Nonetheless, an ongoing clinical trial (NCT04816747) that aims to investigate the precise effects of intradiscal and intra-articular injection of PRP in patients with early-stage lumbar IDD and facet joint syndrome might soon shed some light on the topic.

3.4.4. Artificial Intelligence

Artificial Intelligence (AI) has increasingly become popular in the technological world, bringing promising progress to the medical system. AI has the potential to improve the prevention, screening, and treatment of diseases and the prediction of their prognosis, assisting healthcare professionals in making personalized decisions for each patient [123,124,125,126,127,128]. Even though the use of AI and machine learning (ML) techniques has not been widely investigated or adopted to diagnose spinal pain [129], a couple of studies have been recently published in the field.

Bradley and Rajendran [130] developed an ML-based tool for predicting the risk of IDD to aid in the earlier detection of this disease. Through the use of several ML algorithms (i.e., logistic regression, decision tree, artificial neural network, boosting, bagging, and random forest), application of the Synthetic Minority Oversampling Technique (SMOTE) method, and utilization of the cluster-then-predict technique, the developed tool could help identify disc degeneration, even in the early stages. Thus, this method could be helpful in closely monitoring and assessing the risk of disc degeneration.

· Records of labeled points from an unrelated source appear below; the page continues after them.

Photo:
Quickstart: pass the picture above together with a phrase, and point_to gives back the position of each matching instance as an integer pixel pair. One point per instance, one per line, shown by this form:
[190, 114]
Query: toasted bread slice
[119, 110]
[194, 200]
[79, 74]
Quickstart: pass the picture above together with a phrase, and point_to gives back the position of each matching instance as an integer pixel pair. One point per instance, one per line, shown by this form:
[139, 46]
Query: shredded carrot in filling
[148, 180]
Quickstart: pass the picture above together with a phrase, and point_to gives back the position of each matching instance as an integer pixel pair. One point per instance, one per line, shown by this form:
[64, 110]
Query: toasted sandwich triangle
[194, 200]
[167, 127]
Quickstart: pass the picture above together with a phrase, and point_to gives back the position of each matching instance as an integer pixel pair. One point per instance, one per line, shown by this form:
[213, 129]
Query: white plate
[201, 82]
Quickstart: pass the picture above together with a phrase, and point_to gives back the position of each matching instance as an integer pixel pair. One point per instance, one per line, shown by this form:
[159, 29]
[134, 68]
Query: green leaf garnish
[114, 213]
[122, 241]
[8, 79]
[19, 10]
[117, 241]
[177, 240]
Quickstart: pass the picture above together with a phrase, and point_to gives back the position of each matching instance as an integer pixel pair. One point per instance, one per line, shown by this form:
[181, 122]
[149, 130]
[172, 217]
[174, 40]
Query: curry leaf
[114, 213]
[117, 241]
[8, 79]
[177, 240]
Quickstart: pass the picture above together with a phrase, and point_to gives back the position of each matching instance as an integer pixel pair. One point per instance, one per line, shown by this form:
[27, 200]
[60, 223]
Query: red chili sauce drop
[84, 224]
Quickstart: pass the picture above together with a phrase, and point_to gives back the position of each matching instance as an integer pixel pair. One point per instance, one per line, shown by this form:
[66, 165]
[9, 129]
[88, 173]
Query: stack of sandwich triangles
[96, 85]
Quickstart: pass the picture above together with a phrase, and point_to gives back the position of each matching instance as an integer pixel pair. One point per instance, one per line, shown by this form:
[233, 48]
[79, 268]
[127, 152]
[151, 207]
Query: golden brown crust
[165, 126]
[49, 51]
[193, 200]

Another ML-based approach is offered by Amol Soin et al. [129], who fed a decision tree ML software program with data collected from 246 patients with spinal pain. Patients had to complete an online form with 85 specific data points, such as demographic information, type of pain, pain score, pain location, pain duration, and functional status scores. The software managed to predict diagnoses with an accuracy rate of 72%, indicating the promising potential of AI in this clinical setting.

4. Conclusions

To summarize, IDD is a significant health burden whose current treatment faces limitations in terms of risks and long-term efficiency. Thus, the unmet need for new treatment options gained interdisciplinary scientific interest for deeper investigation into IDD’s causes and mechanisms towards envisaging more performant therapeutic options. Consequently, recent research focused on finding compounds that would act on the underlying factors of IDD rather than alleviating its symptomatology. In this respect, future promising formulations for IDD treatment might include melatonin, estrogen, naringin, icariin, resveratrol, quercetin, berberine, metformin, Vitamin D, or various growth factors. Moreover, cell-based therapies hold great promise for IVD regeneration, being able to restore damaged living tissues or at least slow down degenerative processes. Another highly investigated possibility is the development of artificial IVDs for replacing degenerate native discs. This option has recently explored the use of biocompatible and/or biodegradable materials to avoid the risk of long-term complications associated with the first generations of such implants.

In conclusion, various opportunities may come from further optimizing the above-discussed therapeutic strategies and translating them from preclinical testing to clinical trials. Moreover, currently completed clinical studies can be expected to bring advances in treating IDD and improve the quality of life of the millions of affected people in the near future.